CPSC 641: Performance Issues in High Speed Networks

Professor Carey Williamson

Winter 2019

Assignment 1: Empirical Data Analysis (30 marks)

Due Date: Thursday, January 31, 2019 (4:00pm)

The purpose of this assignment is to gain experience with data analysis, statistical methods, graph plotting, and interpretation of results. You will analyze several empirical datasets, applying your data analysis skills to explore and understand some of the structural properties of the data.

Background

One assumption that is often made in analytical modeling work is that events in a computer system (e.g., user requests, CPU jobs, file I/O, network packets, disk failures, Skype calls) occur according to a "Poisson arrival process". Informally, this means that events occur "randomly" (i.e., at random time instants that are impossible to predict, even if the average arrival rate is known). More formally, it means that the inter-arrival times between events are exponentially distributed and independent. If this is the case, then the counts of the number of events that occur within any chosen fixed-size time interval (e.g., 1 minute, 1 hour, 1 day) should follow the Poisson distribution (i.e., a discrete distribution for which the mean and variance are equal; the histogram for such a distribution usually has a nice humpy shape with a pronounced tail on the right).

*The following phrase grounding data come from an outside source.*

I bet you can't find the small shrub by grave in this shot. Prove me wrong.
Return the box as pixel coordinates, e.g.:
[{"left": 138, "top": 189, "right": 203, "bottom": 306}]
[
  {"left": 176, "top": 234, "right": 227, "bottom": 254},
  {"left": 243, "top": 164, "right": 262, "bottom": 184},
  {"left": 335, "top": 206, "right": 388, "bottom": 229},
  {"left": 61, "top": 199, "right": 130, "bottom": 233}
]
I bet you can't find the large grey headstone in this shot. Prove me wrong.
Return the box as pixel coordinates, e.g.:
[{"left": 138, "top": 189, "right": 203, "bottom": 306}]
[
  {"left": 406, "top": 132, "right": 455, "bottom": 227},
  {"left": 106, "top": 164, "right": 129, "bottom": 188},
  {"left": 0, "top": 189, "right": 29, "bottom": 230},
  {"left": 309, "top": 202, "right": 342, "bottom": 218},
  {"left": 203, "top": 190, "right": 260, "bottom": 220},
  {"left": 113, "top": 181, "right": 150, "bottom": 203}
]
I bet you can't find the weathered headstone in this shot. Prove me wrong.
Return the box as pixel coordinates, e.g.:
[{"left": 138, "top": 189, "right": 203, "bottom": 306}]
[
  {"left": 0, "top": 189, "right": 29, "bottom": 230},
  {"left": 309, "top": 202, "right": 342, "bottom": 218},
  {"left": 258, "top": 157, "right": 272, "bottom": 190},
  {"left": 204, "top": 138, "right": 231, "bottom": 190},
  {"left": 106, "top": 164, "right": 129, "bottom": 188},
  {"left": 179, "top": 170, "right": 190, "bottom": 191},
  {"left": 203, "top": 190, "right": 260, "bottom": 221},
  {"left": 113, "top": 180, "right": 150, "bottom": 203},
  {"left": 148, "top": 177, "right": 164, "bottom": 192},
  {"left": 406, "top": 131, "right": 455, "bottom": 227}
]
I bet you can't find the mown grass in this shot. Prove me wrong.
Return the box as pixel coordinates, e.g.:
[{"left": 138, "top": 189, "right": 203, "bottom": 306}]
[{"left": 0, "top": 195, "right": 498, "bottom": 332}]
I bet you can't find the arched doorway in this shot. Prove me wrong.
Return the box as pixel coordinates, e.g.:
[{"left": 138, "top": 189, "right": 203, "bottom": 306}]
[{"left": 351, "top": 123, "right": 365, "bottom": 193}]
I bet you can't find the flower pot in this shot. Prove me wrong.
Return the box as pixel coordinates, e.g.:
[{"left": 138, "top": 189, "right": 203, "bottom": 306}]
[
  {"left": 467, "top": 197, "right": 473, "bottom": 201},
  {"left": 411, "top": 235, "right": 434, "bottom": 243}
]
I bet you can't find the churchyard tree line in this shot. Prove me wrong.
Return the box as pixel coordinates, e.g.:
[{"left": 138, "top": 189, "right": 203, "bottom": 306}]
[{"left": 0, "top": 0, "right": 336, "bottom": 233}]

In a Poisson arrival process, there is a well-defined average rate for the arrivals, such as K events per time unit. As a result, the mean inter-arrival time is 1/K time units between events. Furthermore, the distribution of the inter-arrival times is exponential. The exponential distribution is the only continuous distribution with the "memoryless" property, which makes it easier to analyze mathematically. Recall that an exponential distribution has only positive values (i.e., strictly greater than zero), with no upper limit (i.e., potentially infinite). Nonetheless, the histogram of such a distribution typically shows a lot of small values at or below the mean, and a gracefully declining probability (i.e., exponential decay) of observing values much larger than the mean. In particular, the Coefficient of Variation (CoV, which is the ratio of the standard deviation to the mean) for the exponential distribution is exactly 1.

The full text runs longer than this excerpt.